With this rapid evolution of both hardware and software, the expectations we place on our databases have changed significantly. Web applications have a different set of needs from a database than an enterprise client-server application, and alternative database technologies have sprung up to meet this need. This doesn’t mean your web application should automatically use one of the new database technologies, but it certainly means you shouldn’t keep using the same database you have for the last twenty years without considering your options. The hardware we run our applications on today is also dramatically different – your smartphone has a faster processor and more memory than a server did when many databases were originally authored. Data sets are now measured in terabytes and petabytes for many applications.

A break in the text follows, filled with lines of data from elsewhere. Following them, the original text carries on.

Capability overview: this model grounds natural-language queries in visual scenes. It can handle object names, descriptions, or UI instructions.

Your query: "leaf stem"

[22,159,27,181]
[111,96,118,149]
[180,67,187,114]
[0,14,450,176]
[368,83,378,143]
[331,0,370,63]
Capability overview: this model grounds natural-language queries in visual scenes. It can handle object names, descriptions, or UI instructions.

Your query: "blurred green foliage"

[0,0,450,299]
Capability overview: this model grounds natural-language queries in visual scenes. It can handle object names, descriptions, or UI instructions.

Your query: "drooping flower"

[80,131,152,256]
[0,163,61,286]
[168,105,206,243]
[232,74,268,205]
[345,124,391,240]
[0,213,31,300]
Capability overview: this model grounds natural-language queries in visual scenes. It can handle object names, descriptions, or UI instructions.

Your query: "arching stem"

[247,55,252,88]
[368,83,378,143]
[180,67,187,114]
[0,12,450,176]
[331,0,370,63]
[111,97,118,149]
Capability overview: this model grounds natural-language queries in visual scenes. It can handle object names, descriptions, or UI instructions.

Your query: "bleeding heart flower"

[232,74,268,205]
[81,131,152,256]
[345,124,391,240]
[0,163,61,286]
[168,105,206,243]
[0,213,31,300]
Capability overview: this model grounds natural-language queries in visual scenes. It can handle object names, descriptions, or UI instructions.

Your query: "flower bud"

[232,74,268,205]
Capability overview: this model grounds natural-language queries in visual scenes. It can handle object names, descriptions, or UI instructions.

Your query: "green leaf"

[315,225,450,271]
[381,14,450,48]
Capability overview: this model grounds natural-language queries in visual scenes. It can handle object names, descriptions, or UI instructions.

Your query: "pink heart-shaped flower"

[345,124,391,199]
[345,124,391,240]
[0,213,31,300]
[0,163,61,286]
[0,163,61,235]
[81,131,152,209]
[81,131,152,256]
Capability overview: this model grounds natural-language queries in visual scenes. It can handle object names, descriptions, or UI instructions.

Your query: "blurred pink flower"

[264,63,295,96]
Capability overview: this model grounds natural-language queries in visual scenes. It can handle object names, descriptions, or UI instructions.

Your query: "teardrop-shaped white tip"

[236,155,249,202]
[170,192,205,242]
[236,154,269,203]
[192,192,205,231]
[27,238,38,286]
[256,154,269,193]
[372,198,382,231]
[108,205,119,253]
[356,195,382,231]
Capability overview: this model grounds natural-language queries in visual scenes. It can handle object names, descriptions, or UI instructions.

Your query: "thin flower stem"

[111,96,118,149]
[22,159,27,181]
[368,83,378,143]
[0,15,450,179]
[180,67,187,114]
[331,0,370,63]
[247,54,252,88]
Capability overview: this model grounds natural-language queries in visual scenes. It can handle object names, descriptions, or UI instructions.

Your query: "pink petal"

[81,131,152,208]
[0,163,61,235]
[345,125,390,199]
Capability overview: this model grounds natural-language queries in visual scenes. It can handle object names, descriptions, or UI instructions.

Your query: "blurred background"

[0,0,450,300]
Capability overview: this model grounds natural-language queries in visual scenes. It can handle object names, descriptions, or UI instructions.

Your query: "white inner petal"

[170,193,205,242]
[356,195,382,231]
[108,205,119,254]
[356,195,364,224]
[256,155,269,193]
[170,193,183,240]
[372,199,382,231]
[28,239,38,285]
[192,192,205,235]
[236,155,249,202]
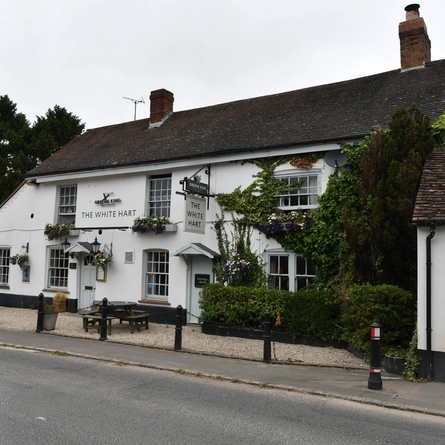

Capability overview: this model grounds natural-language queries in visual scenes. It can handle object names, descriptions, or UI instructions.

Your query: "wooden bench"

[119,312,150,334]
[82,313,116,335]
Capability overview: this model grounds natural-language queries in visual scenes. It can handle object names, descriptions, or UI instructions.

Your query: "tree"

[32,105,85,162]
[0,96,35,202]
[345,105,434,292]
[0,96,85,203]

If you’re still running an application with a smaller data set measured in the 10s or maybe even the 100s of gigabytes, you should probably run database software that is easy to configure, maintain, and that has a rich ecosystem of tools around it. On the other hand, if you have a big data problem it is time to analyze some of the new solutions available as open source projects. The attached presentation provides a high level overview of a few database alternatives, but many more also exist. It also links to the write-up about Mozilla’s Test Pilot project, where they talk about the process they used to select a database that met their needs.
Please make sure you spend the time doing the analysis, as that time spent will be inversely proportionate to the amount of time you’ll spend re-working a decision made in haste – measure twice, cut once.